What a difference a year and an election make in Minnesota! Last year, there were concerns that marriage equality would be banned forever. Now, my signature will make it legal in two and one-half months.
First and foremost, I want to thank the people Minnesota, who voted last year to defeat a very destructive Constitutional Amendment, and also to elect courageous legislators, who would support this monumental social advance.
I want to thank the activists, all of you here tonight and the thousands more throughout our state, who worked so long and so hard to win this extraordinary victory.
At the risk of leaving out many deserving leaders, special recognition should go to Richard Carlbom, who brilliantly masterminded last year's and this year's campaigns.
Congratulations to the chief authors, Representative Karen Clark and Senator Scott Dibble, who shepherded this bill along an often difficult path -- and who have now succeeded, to the amazement of some and the delight of many.
Thank you to the House and Senate leaders: Speakers Paul Thissen, Majority Leader Tom Bakk, Majority Leader Erin Murphy, and Asst. Majority Leader Katie Sieben for supporting and guiding this legislation.

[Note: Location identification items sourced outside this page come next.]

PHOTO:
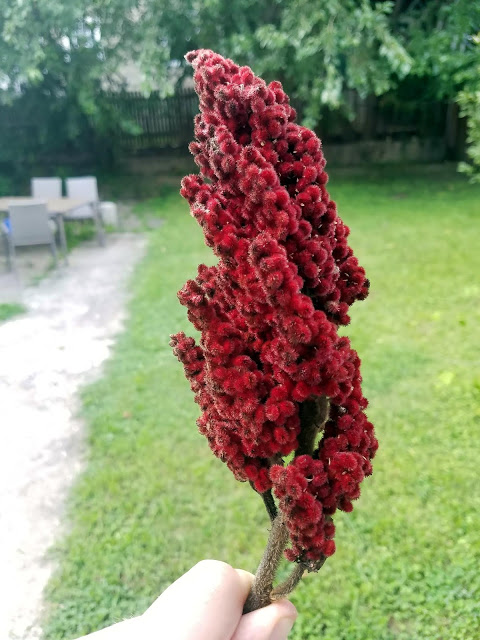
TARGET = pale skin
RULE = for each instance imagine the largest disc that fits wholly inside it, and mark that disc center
(206, 603)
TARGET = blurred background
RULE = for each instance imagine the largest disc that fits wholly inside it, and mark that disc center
(107, 491)
(100, 86)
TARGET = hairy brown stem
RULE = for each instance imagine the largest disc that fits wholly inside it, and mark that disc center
(270, 504)
(313, 416)
(260, 594)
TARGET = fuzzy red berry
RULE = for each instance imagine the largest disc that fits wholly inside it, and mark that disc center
(269, 310)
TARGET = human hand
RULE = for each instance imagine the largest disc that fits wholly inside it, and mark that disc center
(206, 603)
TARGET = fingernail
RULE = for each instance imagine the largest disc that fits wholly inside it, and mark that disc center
(282, 629)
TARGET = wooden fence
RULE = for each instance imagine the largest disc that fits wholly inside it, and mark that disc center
(155, 122)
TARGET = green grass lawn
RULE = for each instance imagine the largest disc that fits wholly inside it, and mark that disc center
(10, 310)
(153, 500)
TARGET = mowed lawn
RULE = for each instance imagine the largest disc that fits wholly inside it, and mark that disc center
(153, 500)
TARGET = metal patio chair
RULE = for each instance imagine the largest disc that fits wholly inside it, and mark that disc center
(28, 225)
(86, 189)
(45, 188)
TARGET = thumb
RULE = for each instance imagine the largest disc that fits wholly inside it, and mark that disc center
(269, 623)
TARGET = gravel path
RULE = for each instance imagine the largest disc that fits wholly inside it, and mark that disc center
(45, 356)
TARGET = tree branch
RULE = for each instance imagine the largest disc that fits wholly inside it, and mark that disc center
(260, 594)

And I want to express my utmost admiration to the Republican and Democratic legislators, who voted for this bill. Many of them are standing behind me, and they deserve to hear our gratitude.
Last week, I suggested that you legislators read John F. Kennedy's book: Profiles in Courage. Instead, you wrote its latest chapter.
By your political courage, you join that pantheon of exception leaders, who did something extraordinary -- you changed the course of history for our state and our nation.
Our country's founding principle was stated 237 years ago in the Declaration of Independence. "We hold these truths to be self-evident, that all men are created equal, that they are endowed by their Creator with certain unalienable Rights, that among these are Life, Liberty and the pursuit of Happiness."
That principle was later embodied in the 14th Amendment of the United States Constitution, "No State shall...deny to any person within its jurisdiction the equal protection of the laws."
Unfortunately, our nation's founding fathers had bold aspirations, but a bad implementation. They wrongly denied those equal rights and protections to women, African-Americans, and other racial minorities.
They also left out GLBT men and women, if you believe, as I do, that life, liberty, and the pursuit of happiness certainly include the right to marry the person you love.
Since then, our country's most important progress has been to extend those equal rights and protections to everyone. That progress has often been difficult, controversial, and initially divisive. However, it has always been the next step ahead of fulfilling this country's promise to every American.
It is now my honor to sign into law this next step for the State of Minnesota to fulfill its promise to every Minnesotan.